Andréanne Morin

Personal information
- Nationality: Canada
- Born: August 9, 1981 (age 44) Quebec City, Quebec, Canada

Sport
- Club: Montreal Rowing Club

Medal record
Women's rowing
Representing Canada
Olympic Games
| Silver medal – second place | 2012 London | Women's eights |
World Championships
| Silver medal – second place | 2011 Lake Bled | Eights (W8+) |
| Silver medal – second place | 2010 Lake Karapiro | Eights (W8+) |
| Bronze medal – third place | 2003 Milan | Eights (W8+) |

= Andréanne Morin =

Canadian rower (born 1981)

Andréanne Morin (born August 9, 1981) is a Canadian rower and Olympian.

==Career==
Morin was an integral part of Canada's women's eights rowing team. She won medals at three world championships, a bronze medal at the 2003 World Rowing Championships and silver at the 2010 World Rowing Championships and 2011 World Rowing Championships. She was the NCAA champion in rowing 2006.

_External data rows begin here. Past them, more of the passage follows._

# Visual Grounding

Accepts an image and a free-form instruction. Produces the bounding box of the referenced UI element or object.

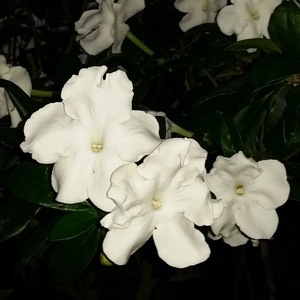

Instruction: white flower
[174,0,227,32]
[21,66,161,211]
[205,151,290,244]
[217,0,282,45]
[75,0,145,55]
[0,55,32,127]
[101,138,223,268]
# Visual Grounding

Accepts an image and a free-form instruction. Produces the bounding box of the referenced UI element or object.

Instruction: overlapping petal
[75,0,145,55]
[21,67,161,211]
[101,138,217,268]
[217,0,282,43]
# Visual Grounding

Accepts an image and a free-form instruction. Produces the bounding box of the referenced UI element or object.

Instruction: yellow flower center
[92,144,103,152]
[152,199,161,209]
[202,3,208,12]
[235,185,244,196]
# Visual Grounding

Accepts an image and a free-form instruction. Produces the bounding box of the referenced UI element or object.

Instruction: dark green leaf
[251,54,300,92]
[225,39,281,53]
[0,126,22,148]
[266,82,291,136]
[283,104,300,151]
[6,162,90,211]
[0,79,38,120]
[220,114,243,157]
[49,226,102,284]
[268,1,300,60]
[50,211,99,241]
[13,215,61,275]
[0,194,39,241]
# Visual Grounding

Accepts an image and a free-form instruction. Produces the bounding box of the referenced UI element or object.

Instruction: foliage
[0,0,300,299]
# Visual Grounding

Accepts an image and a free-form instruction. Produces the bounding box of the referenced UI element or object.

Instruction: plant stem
[126,31,154,56]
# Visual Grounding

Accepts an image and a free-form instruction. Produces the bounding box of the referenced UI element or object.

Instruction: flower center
[152,199,161,209]
[235,185,244,196]
[92,144,103,152]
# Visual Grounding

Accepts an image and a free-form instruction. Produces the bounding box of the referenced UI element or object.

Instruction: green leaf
[0,194,39,241]
[0,126,23,148]
[225,39,281,53]
[49,226,102,285]
[268,1,300,60]
[13,214,61,275]
[220,114,243,157]
[251,53,300,92]
[0,79,38,120]
[50,211,99,241]
[6,162,90,211]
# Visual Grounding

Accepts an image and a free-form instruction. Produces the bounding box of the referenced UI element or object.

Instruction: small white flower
[0,55,32,128]
[205,151,290,244]
[21,66,161,211]
[174,0,227,32]
[101,138,223,268]
[217,0,282,47]
[75,0,145,55]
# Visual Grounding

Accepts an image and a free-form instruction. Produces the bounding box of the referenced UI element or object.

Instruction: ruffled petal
[235,201,278,239]
[61,66,133,126]
[20,103,85,164]
[77,24,114,55]
[113,0,145,24]
[247,159,290,209]
[217,5,245,35]
[101,214,154,265]
[153,215,210,268]
[115,111,162,161]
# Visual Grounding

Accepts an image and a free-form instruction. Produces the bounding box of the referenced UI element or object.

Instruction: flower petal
[115,111,162,161]
[101,214,154,265]
[61,66,133,125]
[235,201,278,239]
[153,215,210,268]
[20,103,82,164]
[217,5,245,35]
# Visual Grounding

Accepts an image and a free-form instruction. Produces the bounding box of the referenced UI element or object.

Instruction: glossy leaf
[50,212,99,241]
[6,162,90,211]
[225,39,281,53]
[0,79,38,120]
[220,115,243,157]
[0,194,39,241]
[251,54,300,92]
[13,215,61,275]
[268,1,300,60]
[49,226,102,284]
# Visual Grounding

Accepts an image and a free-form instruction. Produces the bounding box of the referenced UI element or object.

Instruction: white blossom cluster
[75,0,282,55]
[21,66,290,268]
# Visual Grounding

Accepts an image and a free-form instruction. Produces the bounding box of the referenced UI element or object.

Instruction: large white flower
[217,0,282,41]
[174,0,227,32]
[101,138,223,268]
[205,151,290,244]
[0,55,32,127]
[21,66,161,211]
[75,0,145,55]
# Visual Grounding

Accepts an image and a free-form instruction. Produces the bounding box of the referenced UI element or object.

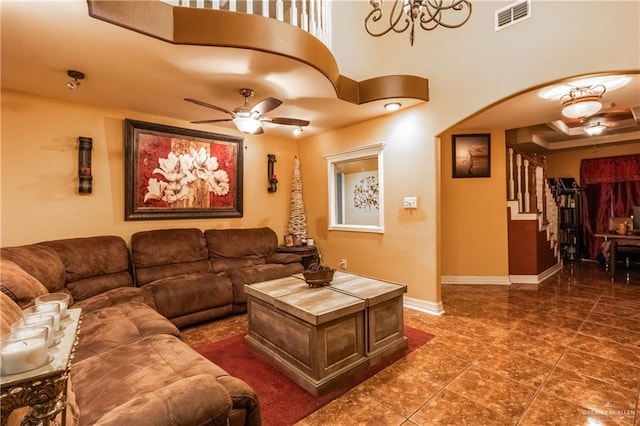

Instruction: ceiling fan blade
[191,118,232,124]
[184,98,233,115]
[262,117,310,127]
[251,98,282,115]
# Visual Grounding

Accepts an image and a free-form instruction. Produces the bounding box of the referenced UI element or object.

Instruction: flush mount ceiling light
[67,70,84,90]
[364,0,471,46]
[384,102,402,111]
[560,84,607,118]
[584,121,607,136]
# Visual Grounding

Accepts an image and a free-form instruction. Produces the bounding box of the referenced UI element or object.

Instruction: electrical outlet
[404,197,418,209]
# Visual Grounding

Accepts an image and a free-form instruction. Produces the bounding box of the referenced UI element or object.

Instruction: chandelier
[364,0,471,46]
[560,84,607,119]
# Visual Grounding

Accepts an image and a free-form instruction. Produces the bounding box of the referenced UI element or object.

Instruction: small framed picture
[451,133,491,178]
[284,234,293,247]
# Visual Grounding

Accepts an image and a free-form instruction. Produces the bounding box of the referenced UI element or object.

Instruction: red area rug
[198,326,434,426]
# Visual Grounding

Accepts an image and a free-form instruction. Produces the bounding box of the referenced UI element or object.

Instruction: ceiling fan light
[562,99,602,118]
[233,117,261,134]
[584,122,607,136]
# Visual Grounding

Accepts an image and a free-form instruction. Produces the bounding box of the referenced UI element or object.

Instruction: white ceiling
[0,0,640,152]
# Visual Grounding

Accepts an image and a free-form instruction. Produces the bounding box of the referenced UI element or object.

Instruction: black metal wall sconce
[78,136,93,194]
[267,154,278,192]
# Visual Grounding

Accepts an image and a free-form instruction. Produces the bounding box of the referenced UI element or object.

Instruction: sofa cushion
[71,335,260,425]
[74,287,156,312]
[144,273,233,319]
[131,228,211,286]
[131,228,208,268]
[95,374,231,426]
[0,244,66,293]
[40,236,133,300]
[209,257,266,274]
[204,227,278,259]
[0,258,48,309]
[0,293,22,335]
[75,302,180,362]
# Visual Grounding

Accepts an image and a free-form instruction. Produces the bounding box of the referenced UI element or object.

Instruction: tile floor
[183,262,640,426]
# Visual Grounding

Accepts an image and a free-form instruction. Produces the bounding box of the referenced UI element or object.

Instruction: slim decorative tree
[287,156,307,239]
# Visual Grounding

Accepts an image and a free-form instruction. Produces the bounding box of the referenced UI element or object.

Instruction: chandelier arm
[420,0,472,31]
[364,0,411,37]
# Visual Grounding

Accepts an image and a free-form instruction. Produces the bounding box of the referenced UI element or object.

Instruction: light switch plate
[404,197,418,209]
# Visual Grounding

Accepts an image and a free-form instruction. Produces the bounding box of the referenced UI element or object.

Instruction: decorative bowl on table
[302,263,336,288]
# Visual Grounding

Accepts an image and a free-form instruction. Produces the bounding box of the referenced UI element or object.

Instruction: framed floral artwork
[125,119,243,220]
[452,133,491,178]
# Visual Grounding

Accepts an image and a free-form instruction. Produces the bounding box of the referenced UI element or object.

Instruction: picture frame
[125,119,243,220]
[284,234,294,247]
[451,133,491,179]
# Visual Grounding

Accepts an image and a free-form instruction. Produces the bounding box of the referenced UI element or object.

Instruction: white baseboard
[509,263,562,284]
[404,296,444,315]
[440,275,511,285]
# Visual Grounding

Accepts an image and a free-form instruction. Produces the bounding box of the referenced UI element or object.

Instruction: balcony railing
[162,0,331,49]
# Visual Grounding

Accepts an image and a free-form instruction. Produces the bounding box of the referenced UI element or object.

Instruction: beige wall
[298,105,440,301]
[440,129,509,277]
[1,91,297,246]
[1,1,640,312]
[547,140,640,182]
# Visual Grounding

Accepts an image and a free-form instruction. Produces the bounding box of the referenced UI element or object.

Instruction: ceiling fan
[184,88,309,135]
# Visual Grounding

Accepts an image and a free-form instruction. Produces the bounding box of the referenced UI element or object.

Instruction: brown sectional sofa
[0,228,303,425]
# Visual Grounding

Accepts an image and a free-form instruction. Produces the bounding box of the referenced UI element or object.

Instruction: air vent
[496,0,531,31]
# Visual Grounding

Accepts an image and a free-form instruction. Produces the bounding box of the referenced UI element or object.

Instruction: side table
[277,246,320,269]
[0,308,82,426]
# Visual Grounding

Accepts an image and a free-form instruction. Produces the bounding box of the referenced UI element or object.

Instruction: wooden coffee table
[245,272,407,395]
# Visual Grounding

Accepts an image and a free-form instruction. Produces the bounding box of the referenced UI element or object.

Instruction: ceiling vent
[496,0,531,31]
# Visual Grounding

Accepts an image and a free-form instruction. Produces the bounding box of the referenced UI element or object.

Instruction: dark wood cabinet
[554,178,584,260]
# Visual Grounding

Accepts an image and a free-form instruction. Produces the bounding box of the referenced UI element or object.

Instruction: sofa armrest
[92,374,231,426]
[266,252,302,265]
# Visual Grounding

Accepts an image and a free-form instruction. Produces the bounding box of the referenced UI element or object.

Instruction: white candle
[10,317,54,347]
[0,335,47,375]
[36,293,69,318]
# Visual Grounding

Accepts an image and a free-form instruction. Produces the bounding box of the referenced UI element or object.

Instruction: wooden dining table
[595,230,640,281]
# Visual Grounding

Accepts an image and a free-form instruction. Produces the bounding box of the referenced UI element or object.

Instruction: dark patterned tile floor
[183,262,640,426]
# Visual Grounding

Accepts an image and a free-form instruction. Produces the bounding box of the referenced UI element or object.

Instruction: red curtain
[580,154,640,259]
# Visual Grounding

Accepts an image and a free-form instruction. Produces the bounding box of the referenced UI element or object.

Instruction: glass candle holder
[22,303,60,331]
[21,310,56,333]
[36,293,70,318]
[10,315,55,348]
[0,327,48,375]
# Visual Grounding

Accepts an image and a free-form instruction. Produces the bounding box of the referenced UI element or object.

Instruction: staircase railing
[507,146,558,254]
[161,0,331,49]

Morin was a three time Olympian finishing seventh in the 2004 Summer Olympics and in fourth place at the 2008 Summer Olympic Games in Beijing, China. At the 2012 Summer Olympics she was part the Canadian women's eight that won the silver medal.

===Other work===
Morin was a member of the Athlete Committee at the World Anti Doping Agency.

==Education==
She attended The Study, graduating in grade 11 in 1998, and later attended Phillips Exeter Academy, graduating in 2000, followed by a bachelor's degree in political science at Princeton University in 2006. She also later studied law at Université de Montréal.

==Honours==
In 2012 Morin was awarded the Queen Elizabeth II Diamond Jubilee Medal.

In 2019, an eponymous shell in her name, the A. Morin 2000, was christened and added to the Phillips Exeter Academy boathouse.